Sierra Club slams Minnesota Power on Clean Air Act violations
The Sierra Club on Monday called out Minnesota Power for allowing 12,774 violations of Clean Air Act regulations at three of its northern Minnesota coal-fired power plants over the past five years.
Most of the violations, more than 10,000, were for opacity limits — the measurement of light passing through a smoke plume. Regulators use opacity as one indicator for how much soot or particulate matter might be leaving a smokestack.
The violations, self-reported by the
Duluth-based utility, occurred at the Clay Boswell plant in Cohasset, the Taconite Harbor plant on the North Shore and the Syl Laskin plant in Hoyt Lakes.
The group says soot from coal-burning power plants can contribute to lung and heart disease and worsens asthma problems.
But Amy Rutledge, Minnesota Power spokeswoman, said the Sierra Club was “oversimplifying” what spurs opacity. Excess moisture in the air, and very low temperatures, also can cause poor opacity readings without any excess soot or health impact, she said.
“Opacity is not a pollutant. It’s a condition. In and of itself, it’s not any risk to health,’’ Rutledge said, adding that the utility measures opacity every 10 seconds at smokestacks using infrared light. The 10,000 variances “were 0.28 percent of the more than 3.5 million measurements taken over that five-year period. That means we were in compliance more than 99.5 percent of the time.”
Other violations involved reporting requirements related to the operation of its pollution-control equipment, including mercury controls, since 2009.
Michelle Rosier of the Sierra Club in Minnesota said the organization gave Minnesota Power notice last July that it would file suit in federal court to stop the violations if the utility didn’t develop a plan to solve the problems.
“It’s been over six months since we gave them notice, and they haven’t offered a viable plan, the violations continue to add up and we’re going into summer when the air quality is at greatest risk,’’ Rosier told the News Tribune on Monday.

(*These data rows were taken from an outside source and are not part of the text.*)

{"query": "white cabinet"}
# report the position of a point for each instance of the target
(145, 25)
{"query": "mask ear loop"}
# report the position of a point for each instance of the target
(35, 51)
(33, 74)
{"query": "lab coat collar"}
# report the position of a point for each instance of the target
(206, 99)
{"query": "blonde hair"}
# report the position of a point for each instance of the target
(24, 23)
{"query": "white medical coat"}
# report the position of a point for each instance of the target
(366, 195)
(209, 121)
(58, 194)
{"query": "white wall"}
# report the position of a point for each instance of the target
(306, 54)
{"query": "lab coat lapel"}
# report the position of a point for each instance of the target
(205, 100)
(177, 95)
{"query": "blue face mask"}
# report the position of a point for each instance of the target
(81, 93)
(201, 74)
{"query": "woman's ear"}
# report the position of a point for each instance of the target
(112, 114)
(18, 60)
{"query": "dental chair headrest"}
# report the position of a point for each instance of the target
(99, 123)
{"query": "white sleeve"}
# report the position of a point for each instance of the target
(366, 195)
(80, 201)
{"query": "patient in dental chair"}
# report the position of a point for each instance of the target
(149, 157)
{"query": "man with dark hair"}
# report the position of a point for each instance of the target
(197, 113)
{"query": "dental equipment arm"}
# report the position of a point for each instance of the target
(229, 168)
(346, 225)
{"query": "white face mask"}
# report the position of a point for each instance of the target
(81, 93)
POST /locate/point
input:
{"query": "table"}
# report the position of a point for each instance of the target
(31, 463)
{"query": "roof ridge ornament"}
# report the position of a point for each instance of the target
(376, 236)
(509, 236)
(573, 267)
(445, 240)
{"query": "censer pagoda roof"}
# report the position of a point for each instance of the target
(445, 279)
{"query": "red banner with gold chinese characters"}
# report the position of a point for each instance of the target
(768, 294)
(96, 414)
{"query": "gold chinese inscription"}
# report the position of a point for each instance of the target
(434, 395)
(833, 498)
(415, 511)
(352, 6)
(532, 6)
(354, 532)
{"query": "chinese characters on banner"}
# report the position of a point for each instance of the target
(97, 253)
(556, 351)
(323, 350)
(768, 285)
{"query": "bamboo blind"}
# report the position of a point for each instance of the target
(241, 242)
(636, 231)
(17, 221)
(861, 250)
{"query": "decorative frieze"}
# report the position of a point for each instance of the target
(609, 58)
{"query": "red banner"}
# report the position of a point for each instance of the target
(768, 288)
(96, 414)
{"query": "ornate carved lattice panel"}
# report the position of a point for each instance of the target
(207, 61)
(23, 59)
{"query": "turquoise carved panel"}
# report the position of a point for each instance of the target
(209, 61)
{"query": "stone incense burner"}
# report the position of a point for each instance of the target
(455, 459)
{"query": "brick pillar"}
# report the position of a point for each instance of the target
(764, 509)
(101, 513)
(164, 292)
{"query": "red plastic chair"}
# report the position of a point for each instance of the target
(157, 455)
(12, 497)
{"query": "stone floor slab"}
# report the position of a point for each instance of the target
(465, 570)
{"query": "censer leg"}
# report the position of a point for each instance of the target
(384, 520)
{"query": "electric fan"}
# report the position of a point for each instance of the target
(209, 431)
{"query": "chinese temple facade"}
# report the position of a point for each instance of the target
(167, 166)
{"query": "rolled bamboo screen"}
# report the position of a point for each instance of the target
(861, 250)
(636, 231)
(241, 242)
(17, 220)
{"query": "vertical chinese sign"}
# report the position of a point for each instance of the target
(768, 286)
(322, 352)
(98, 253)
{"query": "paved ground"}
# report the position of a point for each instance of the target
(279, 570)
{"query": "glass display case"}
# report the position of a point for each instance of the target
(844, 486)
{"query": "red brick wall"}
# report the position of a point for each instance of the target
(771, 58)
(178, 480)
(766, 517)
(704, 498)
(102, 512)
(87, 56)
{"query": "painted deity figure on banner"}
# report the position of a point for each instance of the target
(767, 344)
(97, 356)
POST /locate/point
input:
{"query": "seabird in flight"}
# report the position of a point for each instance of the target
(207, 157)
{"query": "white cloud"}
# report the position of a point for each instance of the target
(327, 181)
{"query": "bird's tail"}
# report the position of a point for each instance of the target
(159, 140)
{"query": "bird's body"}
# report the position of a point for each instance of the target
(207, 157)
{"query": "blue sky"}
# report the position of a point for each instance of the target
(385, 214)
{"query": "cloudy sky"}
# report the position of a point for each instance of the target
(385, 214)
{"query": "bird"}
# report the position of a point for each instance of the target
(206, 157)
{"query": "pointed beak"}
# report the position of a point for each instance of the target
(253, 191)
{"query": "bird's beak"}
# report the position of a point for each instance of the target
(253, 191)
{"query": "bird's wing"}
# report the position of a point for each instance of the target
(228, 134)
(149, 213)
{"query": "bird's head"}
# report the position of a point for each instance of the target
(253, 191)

The Sierra Club has updated its intent to file additional violations from 2012 that just became available to the public.
“We’ll be filing the complaint sometime in the next few months,” said Casey Roberts, an attorney with the Sierra Club. “This is the most egregious number of violations for opacity that we’ve seen nationally.”
This is the first such action the Sierra Club has taken in Minnesota, although similar campaigns have occurred in other states in the group’s ongoing push to move production away from coal.
Pressed by environmental interests and the state Public Utilities Commission, Minnesota Power has been developing a new blueprint for its electrical generation needs, moving to gradually wean itself away from coal to more wind, natural gas and hydroelectric power.
Minnesota Power just a decade ago generated as much as 95 percent of its electricity from coal. That number is down to about 74 percent today. The utility hopes to move to a mix of about one-third renewables, one-third natural gas and one-third coal within the next decade.
The PUC in September approved the utility’s plan to add an additional 200 megawatts of wind energy from the Bison 4 project near New Salem, N.D.; delivery of 250 megawatts of hydropower under contract from Manitoba Hydro by 2020, with Minnesota Power planning to deliver this energy on its proposed 500-kilovolt Great Northern Transmission Line; reduction of coal-fired generation on its fleet by 185 megawatts through the conversion of Laskin Energy Center in Hoyt Lakes to a natural gas peaking station and the retirement of one of three units at Taconite Harbor Energy Center; expansion of the utility’s Power of One conservation program to meet or exceed state conservation goals of 1.5 percent.
The PUC last year also approved a $350 million upgrade to the Clay Boswell Unit 4 to add pollution-control equipment to reduce mercury emissions by as much as 90 percent.
“That effort also is going to reduce the opacity issues’’ as the utility goes form a wet to dry pollutant-removal technology, Rutledge noted.
But environmental groups note that the upgrade will do nothing to curb the plant’s carbon dioxide emissions, the primary greenhouse gas emitted through human activity, which the Environmental Protection Agency blames for climate change. Several environmental groups had opposed the Boswell 4 upgrades, saying the old coal burner should be retired and the money instead spent on additional wind, solar and other renewable energy sources.
Minnesota Power argues that those options won’t work for its “base load” demand and that the cheap, constant supply of power from the coal-fired unit is exactly what’s needed to electrify the region’s energy-gobbling taconite and paper plants that can’t wait for sunshine or wind to operate.